Лафонтен так и не узнал, в какую интригу его втянули. Хотя много думал о деле, которое только сам и считал своей неудачей, не единожды вспомнив предостережение Амели. Она и в этом оказалась права — он просто выполнил приказ, не получив никаких объяснений, и ничего не мог с этим поделать. Оставалось только смириться.
*
Венцом его карьеры Стража Трибунала стало пятое дело. Снова в Штатах.
Какую бы скрытную жизнь ни вели Бессмертные и как бы ни прятали свою деятельность Наблюдатели, время от времени сталкиваться с официальными властями доводилось и тем, и другим. Бессмертные были в более выгодном положении, инсценировка смерти — хороший способ соскочить с любого крючка. У Наблюдателей такой лазейки не было. Тайну же свою Орден оберегал всеми силами от разного рода спецслужб едва ли не тщательнее, чем от Бессмертных.
Наблюдателю из Денвера Майклу Кренстону просто не повезло. Оказался не в том месте не в то время, привлек к себе внимание агента ФБР, оказался героем расследования серии специфических убийств… Служба безопасности в Денвере всполошилась сразу, но сделать ничего не удалось, и тревожное донесение полетело в Центральную штаб-квартиру Ордена.
Когда Лафонтен приехал по срочному вызову, офис Службы безопасности уже гудел, как развороченный улей. Еще бы: Торквемада, вернувшись после совещания у Верховного Координатора, велел собраться всем своим агентам, бывшим в Париже, сам же заперся в кабинете и пока что оттуда не выходил. Ну, а в ожидании начальственного решения агенты между собой обсуждали известную информацию и перспективы.

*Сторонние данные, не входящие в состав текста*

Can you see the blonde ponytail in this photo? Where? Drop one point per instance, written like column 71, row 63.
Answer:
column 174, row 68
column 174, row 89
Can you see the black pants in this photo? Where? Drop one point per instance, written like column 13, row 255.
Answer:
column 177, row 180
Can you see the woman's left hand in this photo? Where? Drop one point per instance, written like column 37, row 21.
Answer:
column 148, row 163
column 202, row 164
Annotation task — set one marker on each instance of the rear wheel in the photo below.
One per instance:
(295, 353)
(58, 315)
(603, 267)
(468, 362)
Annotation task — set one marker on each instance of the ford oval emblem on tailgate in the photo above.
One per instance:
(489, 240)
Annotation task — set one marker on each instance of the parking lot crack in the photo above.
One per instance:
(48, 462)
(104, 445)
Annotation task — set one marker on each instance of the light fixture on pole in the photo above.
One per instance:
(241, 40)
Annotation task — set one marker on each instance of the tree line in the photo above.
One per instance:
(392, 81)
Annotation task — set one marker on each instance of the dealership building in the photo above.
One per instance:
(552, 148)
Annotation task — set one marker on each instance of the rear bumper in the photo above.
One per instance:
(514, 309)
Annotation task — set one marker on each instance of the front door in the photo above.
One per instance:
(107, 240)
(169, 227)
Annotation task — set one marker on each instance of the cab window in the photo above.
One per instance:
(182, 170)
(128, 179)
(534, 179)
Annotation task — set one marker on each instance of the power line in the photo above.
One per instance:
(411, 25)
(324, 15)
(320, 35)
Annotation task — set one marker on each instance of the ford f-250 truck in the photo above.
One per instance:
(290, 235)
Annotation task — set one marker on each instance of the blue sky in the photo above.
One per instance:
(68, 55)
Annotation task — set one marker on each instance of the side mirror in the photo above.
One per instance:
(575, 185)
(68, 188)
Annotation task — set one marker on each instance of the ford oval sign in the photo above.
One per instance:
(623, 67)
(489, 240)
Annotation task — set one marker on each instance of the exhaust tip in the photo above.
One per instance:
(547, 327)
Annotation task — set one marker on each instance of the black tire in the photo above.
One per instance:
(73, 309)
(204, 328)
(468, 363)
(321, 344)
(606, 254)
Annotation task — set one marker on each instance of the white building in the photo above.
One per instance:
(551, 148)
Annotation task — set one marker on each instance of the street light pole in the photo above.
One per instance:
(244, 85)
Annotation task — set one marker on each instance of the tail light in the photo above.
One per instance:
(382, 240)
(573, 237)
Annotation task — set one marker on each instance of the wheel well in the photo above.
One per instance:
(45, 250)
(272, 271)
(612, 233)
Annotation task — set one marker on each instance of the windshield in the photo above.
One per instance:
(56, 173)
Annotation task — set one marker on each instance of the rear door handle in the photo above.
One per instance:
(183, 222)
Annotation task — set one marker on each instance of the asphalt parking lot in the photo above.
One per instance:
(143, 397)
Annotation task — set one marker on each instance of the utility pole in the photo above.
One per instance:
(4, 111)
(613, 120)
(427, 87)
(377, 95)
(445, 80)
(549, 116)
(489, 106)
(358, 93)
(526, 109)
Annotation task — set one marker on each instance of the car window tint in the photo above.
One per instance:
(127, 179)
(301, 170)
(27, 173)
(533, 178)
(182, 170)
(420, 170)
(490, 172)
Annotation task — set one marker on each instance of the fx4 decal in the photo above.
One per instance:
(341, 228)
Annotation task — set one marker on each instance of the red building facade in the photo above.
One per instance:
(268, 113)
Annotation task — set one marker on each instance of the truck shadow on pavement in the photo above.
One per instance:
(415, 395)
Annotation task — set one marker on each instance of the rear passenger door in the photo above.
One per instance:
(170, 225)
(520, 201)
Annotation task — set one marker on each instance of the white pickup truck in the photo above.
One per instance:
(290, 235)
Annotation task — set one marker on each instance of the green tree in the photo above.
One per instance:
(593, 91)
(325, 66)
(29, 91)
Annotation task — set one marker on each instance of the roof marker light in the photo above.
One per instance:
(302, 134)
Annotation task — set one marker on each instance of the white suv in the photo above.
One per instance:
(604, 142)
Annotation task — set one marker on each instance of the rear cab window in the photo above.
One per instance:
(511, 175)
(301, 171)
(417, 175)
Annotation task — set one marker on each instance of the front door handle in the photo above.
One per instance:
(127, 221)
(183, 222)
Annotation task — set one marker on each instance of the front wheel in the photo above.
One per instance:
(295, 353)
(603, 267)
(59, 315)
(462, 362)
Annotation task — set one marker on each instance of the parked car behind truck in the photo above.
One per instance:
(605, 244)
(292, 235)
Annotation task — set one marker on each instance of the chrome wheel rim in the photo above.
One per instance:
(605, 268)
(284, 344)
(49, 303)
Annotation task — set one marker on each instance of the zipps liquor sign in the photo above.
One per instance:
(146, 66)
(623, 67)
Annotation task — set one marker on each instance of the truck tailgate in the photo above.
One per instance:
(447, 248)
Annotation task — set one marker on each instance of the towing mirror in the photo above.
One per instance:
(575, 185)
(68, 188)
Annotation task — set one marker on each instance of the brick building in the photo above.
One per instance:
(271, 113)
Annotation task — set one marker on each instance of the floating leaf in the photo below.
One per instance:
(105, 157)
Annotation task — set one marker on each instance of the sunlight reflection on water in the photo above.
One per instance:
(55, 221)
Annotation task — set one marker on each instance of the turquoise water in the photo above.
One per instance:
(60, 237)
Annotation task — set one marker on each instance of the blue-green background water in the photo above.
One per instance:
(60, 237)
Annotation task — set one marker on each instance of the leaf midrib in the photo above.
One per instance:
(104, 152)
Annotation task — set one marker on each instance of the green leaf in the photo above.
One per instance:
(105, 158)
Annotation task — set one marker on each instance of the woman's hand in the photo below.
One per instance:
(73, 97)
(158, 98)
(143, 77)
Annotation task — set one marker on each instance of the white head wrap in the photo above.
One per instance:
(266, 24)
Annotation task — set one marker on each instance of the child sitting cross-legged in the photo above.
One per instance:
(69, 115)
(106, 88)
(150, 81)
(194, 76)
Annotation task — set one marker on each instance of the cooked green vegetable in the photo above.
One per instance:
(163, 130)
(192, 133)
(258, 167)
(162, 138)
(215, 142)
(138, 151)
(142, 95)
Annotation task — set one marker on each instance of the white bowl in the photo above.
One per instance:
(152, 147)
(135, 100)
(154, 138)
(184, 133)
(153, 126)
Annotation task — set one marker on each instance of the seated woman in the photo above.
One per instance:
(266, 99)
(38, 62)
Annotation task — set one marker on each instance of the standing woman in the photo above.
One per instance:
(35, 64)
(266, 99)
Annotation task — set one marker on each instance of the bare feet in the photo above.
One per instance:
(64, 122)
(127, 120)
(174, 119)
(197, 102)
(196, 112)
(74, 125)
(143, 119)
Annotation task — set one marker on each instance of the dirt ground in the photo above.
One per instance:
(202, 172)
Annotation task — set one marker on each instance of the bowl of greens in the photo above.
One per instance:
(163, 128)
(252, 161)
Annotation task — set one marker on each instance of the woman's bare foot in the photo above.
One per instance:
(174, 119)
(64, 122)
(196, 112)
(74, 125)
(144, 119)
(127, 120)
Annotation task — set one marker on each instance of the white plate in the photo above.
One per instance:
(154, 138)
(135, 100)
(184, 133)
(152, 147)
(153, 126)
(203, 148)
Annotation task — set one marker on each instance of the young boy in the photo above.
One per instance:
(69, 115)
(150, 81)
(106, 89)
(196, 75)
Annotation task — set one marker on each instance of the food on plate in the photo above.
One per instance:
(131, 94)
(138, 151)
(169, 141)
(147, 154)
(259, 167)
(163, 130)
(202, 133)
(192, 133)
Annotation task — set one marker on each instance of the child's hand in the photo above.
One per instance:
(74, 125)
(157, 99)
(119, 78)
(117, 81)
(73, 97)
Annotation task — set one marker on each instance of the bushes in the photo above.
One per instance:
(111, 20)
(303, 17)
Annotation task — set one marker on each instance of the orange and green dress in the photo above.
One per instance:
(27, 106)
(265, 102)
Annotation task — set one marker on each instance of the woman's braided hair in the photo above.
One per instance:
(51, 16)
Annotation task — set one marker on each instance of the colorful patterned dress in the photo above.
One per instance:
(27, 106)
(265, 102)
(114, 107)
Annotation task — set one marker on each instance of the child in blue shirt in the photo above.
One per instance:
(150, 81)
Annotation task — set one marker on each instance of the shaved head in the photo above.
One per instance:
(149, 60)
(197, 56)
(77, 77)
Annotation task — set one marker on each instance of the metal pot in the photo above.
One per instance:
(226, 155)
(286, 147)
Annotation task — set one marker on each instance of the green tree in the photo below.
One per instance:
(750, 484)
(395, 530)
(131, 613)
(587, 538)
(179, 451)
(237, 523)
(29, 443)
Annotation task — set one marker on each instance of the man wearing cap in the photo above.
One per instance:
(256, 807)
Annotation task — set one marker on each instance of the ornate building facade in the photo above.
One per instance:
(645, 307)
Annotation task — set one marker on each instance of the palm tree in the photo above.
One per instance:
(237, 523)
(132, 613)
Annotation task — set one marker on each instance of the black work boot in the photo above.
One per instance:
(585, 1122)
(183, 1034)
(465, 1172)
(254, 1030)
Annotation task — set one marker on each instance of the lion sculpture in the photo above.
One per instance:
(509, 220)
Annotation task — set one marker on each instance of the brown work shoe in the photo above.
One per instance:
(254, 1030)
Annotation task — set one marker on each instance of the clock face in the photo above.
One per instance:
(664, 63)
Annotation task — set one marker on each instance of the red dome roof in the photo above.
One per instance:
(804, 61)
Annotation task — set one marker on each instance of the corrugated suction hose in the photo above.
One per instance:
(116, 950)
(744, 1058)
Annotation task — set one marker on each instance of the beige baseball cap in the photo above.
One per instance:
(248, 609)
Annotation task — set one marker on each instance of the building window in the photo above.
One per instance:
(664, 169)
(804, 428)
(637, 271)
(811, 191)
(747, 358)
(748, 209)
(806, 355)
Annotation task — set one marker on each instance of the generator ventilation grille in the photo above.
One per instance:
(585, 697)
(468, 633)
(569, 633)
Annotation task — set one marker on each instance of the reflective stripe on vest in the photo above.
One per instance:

Дело представлялось безнадежным и крайне неприятным — ведь если не удастся отвязаться от преследования (а от ФБР попробуй отвяжись), то обрубить нити, ведущие к Ордену, можно было только убив невезучего Наблюдателя. К тому все шло. Собравшиеся в офисе Стражи спорили о деталях, да еще гадали, чей послужной список «украсится» провалом задания. Только в одном мнения были едины — своего любимца на заведомо провальное дело Торквемада не пошлет.
Тем красноречивее было общее молчание, когда Верчезе, распахнув дверь кабинета, оглядел офис, задержал взгляд на Лафонтене и кивком велел ему зайти.